MOYANO CARGÓ CONTRA LOS GOBERNADORES Y LAS 62 ORGANIZACIONES ALERTARON SOBRE UN NUEVO ATROPELLO A LOS DERECHOS LABORALES

Con un documento político de fuerte contenido gremial, la Confederación de las 62 Organizaciones Justicialistas rechazó cualquier intento de reforma laboral que avance sobre las conquistas históricas del movimiento obrero y reclamó diálogo social, consensos amplios y respeto por la dignidad del trabajo.

En un plenario marcado por fuertes definiciones políticas y gremiales, Hugo Moyano cuestionó duramente a los gobernadores que negocian con el Gobierno la aprobación de la reforma laboral y comparó el escenario actual con el clima previo a la crisis de 2001. En ese marco, las 62 Organizaciones Justicialistas difundieron un documento donde reivindican la dignidad del trabajo y reclaman consensos amplios para cualquier cambio en el mundo laboral.

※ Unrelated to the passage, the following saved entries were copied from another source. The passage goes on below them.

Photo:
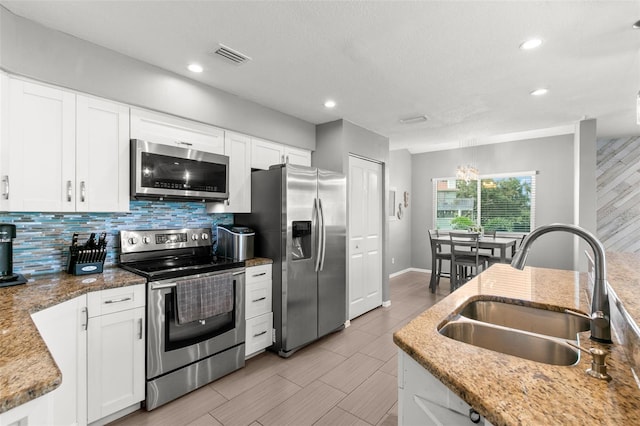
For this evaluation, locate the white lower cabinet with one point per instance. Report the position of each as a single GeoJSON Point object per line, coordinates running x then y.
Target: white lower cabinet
{"type": "Point", "coordinates": [36, 412]}
{"type": "Point", "coordinates": [424, 400]}
{"type": "Point", "coordinates": [63, 329]}
{"type": "Point", "coordinates": [98, 342]}
{"type": "Point", "coordinates": [258, 309]}
{"type": "Point", "coordinates": [115, 351]}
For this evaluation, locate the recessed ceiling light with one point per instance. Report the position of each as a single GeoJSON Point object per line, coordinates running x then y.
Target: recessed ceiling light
{"type": "Point", "coordinates": [416, 119]}
{"type": "Point", "coordinates": [530, 44]}
{"type": "Point", "coordinates": [539, 92]}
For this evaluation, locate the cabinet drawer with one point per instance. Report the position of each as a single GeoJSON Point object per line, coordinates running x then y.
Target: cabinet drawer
{"type": "Point", "coordinates": [116, 300]}
{"type": "Point", "coordinates": [258, 273]}
{"type": "Point", "coordinates": [258, 333]}
{"type": "Point", "coordinates": [257, 298]}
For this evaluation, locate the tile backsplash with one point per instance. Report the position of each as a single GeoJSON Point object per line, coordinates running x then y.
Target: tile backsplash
{"type": "Point", "coordinates": [42, 241]}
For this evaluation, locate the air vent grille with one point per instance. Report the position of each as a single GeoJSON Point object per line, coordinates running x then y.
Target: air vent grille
{"type": "Point", "coordinates": [232, 55]}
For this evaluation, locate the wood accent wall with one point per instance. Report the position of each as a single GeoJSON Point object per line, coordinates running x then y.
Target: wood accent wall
{"type": "Point", "coordinates": [618, 190]}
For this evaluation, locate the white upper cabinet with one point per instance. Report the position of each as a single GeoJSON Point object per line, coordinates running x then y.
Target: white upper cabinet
{"type": "Point", "coordinates": [39, 149]}
{"type": "Point", "coordinates": [168, 130]}
{"type": "Point", "coordinates": [238, 148]}
{"type": "Point", "coordinates": [102, 156]}
{"type": "Point", "coordinates": [62, 152]}
{"type": "Point", "coordinates": [265, 154]}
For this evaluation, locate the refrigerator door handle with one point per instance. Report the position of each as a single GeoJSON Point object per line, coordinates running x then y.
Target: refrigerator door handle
{"type": "Point", "coordinates": [323, 230]}
{"type": "Point", "coordinates": [316, 218]}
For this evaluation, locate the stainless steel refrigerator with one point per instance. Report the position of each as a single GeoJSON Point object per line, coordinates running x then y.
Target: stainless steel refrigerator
{"type": "Point", "coordinates": [299, 215]}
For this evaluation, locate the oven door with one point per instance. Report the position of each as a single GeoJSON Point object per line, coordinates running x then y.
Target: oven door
{"type": "Point", "coordinates": [171, 345]}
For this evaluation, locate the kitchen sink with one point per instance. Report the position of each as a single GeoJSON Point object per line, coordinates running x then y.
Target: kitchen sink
{"type": "Point", "coordinates": [527, 318]}
{"type": "Point", "coordinates": [511, 342]}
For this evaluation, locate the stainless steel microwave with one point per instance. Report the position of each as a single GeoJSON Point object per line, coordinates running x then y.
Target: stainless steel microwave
{"type": "Point", "coordinates": [174, 173]}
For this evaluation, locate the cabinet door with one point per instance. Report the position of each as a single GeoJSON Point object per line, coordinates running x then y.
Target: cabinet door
{"type": "Point", "coordinates": [102, 153]}
{"type": "Point", "coordinates": [174, 131]}
{"type": "Point", "coordinates": [300, 157]}
{"type": "Point", "coordinates": [258, 334]}
{"type": "Point", "coordinates": [238, 148]}
{"type": "Point", "coordinates": [115, 362]}
{"type": "Point", "coordinates": [41, 148]}
{"type": "Point", "coordinates": [265, 154]}
{"type": "Point", "coordinates": [63, 328]}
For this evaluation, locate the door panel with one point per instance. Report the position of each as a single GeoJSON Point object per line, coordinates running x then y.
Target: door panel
{"type": "Point", "coordinates": [299, 279]}
{"type": "Point", "coordinates": [365, 236]}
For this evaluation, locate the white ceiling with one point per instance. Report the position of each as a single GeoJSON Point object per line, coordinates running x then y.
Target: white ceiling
{"type": "Point", "coordinates": [457, 62]}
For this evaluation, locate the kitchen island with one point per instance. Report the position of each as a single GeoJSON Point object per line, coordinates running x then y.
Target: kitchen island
{"type": "Point", "coordinates": [508, 390]}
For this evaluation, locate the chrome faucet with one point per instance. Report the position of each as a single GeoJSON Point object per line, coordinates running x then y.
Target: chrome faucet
{"type": "Point", "coordinates": [600, 315]}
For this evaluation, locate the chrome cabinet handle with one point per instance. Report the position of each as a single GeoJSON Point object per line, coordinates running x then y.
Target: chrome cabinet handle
{"type": "Point", "coordinates": [69, 191]}
{"type": "Point", "coordinates": [5, 181]}
{"type": "Point", "coordinates": [124, 299]}
{"type": "Point", "coordinates": [86, 319]}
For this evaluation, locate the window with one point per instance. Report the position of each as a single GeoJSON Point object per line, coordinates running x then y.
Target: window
{"type": "Point", "coordinates": [504, 202]}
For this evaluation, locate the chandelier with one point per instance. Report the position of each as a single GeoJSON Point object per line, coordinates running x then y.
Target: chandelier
{"type": "Point", "coordinates": [467, 173]}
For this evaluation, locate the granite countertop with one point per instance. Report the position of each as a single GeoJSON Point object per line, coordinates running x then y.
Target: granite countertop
{"type": "Point", "coordinates": [508, 390]}
{"type": "Point", "coordinates": [27, 370]}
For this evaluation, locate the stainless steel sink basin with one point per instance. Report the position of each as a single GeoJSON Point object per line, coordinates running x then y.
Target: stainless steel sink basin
{"type": "Point", "coordinates": [512, 342]}
{"type": "Point", "coordinates": [535, 320]}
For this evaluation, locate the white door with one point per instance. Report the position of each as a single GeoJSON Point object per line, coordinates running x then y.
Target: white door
{"type": "Point", "coordinates": [365, 236]}
{"type": "Point", "coordinates": [102, 156]}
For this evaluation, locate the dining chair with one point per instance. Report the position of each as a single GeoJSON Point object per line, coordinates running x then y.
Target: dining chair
{"type": "Point", "coordinates": [466, 259]}
{"type": "Point", "coordinates": [440, 255]}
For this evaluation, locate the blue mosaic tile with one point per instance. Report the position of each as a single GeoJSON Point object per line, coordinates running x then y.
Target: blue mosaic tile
{"type": "Point", "coordinates": [42, 239]}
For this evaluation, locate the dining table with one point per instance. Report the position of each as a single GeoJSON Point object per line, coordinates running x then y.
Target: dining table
{"type": "Point", "coordinates": [484, 242]}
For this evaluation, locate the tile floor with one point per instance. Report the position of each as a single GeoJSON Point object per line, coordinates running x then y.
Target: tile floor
{"type": "Point", "coordinates": [346, 378]}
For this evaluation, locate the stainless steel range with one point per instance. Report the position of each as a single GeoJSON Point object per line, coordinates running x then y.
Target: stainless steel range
{"type": "Point", "coordinates": [184, 354]}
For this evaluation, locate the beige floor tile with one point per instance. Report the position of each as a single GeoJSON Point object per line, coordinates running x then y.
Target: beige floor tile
{"type": "Point", "coordinates": [338, 417]}
{"type": "Point", "coordinates": [347, 342]}
{"type": "Point", "coordinates": [305, 407]}
{"type": "Point", "coordinates": [351, 373]}
{"type": "Point", "coordinates": [182, 411]}
{"type": "Point", "coordinates": [309, 364]}
{"type": "Point", "coordinates": [372, 399]}
{"type": "Point", "coordinates": [248, 406]}
{"type": "Point", "coordinates": [206, 420]}
{"type": "Point", "coordinates": [255, 371]}
{"type": "Point", "coordinates": [382, 348]}
{"type": "Point", "coordinates": [391, 366]}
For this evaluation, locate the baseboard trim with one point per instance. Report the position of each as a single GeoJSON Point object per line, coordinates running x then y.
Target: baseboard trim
{"type": "Point", "coordinates": [395, 274]}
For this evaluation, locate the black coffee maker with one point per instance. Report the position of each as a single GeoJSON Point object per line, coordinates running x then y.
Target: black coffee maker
{"type": "Point", "coordinates": [7, 277]}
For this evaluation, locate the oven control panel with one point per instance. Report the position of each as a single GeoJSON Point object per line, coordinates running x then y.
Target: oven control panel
{"type": "Point", "coordinates": [161, 239]}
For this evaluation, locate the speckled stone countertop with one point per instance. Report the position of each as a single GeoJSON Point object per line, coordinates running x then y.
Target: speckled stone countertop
{"type": "Point", "coordinates": [27, 370]}
{"type": "Point", "coordinates": [508, 390]}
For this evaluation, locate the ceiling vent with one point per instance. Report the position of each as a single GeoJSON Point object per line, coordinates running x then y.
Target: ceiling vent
{"type": "Point", "coordinates": [232, 55]}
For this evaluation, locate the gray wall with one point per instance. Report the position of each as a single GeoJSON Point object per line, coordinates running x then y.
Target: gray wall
{"type": "Point", "coordinates": [32, 50]}
{"type": "Point", "coordinates": [552, 157]}
{"type": "Point", "coordinates": [334, 142]}
{"type": "Point", "coordinates": [399, 257]}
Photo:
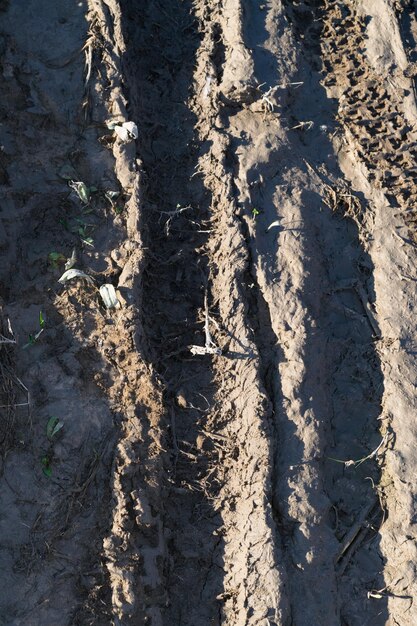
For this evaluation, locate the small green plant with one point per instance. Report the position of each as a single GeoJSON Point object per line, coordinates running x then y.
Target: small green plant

La Confederación de las 62 Organizaciones Justicialistas volvió a colocarse en el centro del debate político y sindical al advertir sobre los riesgos de una reforma laboral impulsada sin consenso social. El plenario, realizado en la Ciudad de Buenos Aires, tuvo como principal protagonista a Hugo Moyano, titular del gremio de Camioneros e histórico dirigente de la CGT, quien lanzó duras críticas contra los gobernadores que —según denunció— están negociando con la Casa Rosada para que sus legisladores acompañen el proyecto oficial.

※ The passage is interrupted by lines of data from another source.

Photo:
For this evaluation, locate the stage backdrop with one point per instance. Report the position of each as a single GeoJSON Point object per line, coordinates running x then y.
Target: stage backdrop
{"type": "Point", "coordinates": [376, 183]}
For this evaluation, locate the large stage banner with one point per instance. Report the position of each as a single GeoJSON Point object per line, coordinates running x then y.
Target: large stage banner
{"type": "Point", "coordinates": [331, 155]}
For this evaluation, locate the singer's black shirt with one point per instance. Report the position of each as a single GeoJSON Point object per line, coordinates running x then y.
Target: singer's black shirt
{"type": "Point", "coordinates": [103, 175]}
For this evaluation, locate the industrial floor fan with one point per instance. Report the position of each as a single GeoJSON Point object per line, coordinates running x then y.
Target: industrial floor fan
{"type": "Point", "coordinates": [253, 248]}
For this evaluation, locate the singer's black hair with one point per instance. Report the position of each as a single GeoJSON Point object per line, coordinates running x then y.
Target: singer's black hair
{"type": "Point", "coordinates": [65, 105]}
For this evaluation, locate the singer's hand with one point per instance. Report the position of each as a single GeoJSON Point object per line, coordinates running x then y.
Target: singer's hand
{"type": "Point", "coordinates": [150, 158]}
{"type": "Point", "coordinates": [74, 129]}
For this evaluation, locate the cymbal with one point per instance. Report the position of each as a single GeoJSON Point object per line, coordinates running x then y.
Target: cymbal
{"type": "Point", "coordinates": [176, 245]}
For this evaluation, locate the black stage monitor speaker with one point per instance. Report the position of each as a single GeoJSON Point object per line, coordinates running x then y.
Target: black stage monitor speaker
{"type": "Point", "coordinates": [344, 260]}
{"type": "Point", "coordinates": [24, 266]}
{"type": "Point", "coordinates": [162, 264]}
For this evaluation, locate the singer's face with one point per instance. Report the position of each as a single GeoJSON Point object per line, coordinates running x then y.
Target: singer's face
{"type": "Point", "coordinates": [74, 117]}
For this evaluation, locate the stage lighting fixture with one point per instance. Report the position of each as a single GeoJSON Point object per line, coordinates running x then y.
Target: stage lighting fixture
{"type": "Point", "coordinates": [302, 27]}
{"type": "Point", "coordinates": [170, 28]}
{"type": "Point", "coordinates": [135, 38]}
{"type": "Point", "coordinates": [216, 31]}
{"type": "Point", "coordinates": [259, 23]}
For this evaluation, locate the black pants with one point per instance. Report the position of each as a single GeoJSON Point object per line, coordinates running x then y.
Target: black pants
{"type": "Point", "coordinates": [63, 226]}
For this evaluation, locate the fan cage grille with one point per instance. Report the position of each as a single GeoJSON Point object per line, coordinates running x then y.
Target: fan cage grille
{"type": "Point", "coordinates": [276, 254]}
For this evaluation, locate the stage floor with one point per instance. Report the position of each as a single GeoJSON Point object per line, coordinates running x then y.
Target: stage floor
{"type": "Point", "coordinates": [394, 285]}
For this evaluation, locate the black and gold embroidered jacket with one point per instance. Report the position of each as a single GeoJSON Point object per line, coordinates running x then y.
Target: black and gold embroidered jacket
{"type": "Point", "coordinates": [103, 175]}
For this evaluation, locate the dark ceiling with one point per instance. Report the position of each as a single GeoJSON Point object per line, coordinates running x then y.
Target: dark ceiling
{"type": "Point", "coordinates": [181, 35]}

“Esto se parece demasiado a lo que pasó en el 2001”, advirtió Moyano ante los dirigentes sindicales, en referencia al contexto previo a la caída del gobierno de Fernando de la Rúa. En un mensaje cargado de simbolismo político, agregó: “Espero que no empiece de nuevo a correr por los pasillos la Banelco”, en clara alusión a las denuncias de sobornos que marcaron aquella etapa de la historia reciente.

Las declaraciones del líder camionero funcionaron como telón de fondo del documento político difundido por las 62 Organizaciones, donde se fija una posición firme frente a lo que consideran un avance sobre los derechos laborales. Allí se sostiene que el trabajo no puede ser tratado como una variable de ajuste, sino como un derecho fundamental y una herramienta central de integración social.

“El trabajo es el pilar del desarrollo humano y social, no una mercancía sujeta a negociaciones coyunturales”, expresó José Ibarra, secretario general de las 62 Organizaciones Justicialistas y líder del Sindicato de Conductores de Taxis, al presentar el texto consensuado por el espacio. En esa línea, remarcó que cualquier reforma debe surgir del diálogo social y del respeto mutuo entre trabajadores, empleadores y el Estado.

El documento también pone especial énfasis en la defensa del derecho de huelga y advierte sobre los intentos de ampliar de manera indiscriminada el concepto de servicios esenciales, una estrategia que —según señalan— vacía de contenido un derecho constitucional y debilita la negociación colectiva. “Limitar la protesta es desnaturalizar la democracia sindical”, subrayó Ibarra, en sintonía con los estándares de la Organización Internacional del Trabajo.

Además, las 62 Organizaciones plantearon la necesidad de combatir el trabajo no registrado, promover el empleo formal, actualizar los convenios colectivos y avanzar en programas de capacitación y reconversión laboral, siempre con una mirada inclusiva y federal. Lejos de rechazar el debate, el espacio propone reglas claras, previsibles y justas, que fortalezcan la producción nacional y el empleo de calidad.

Con las palabras de Moyano resonando en el plenario y el respaldo político del documento, el mensaje fue contundente: no habrá modernización posible si se construye a espaldas de los trabajadores. En un contexto de tensiones crecientes, el sindicalismo peronista volvió a marcar límites y a encender señales de alerta frente a un escenario que, para muchos, empieza a recordar capítulos que el país creía superados.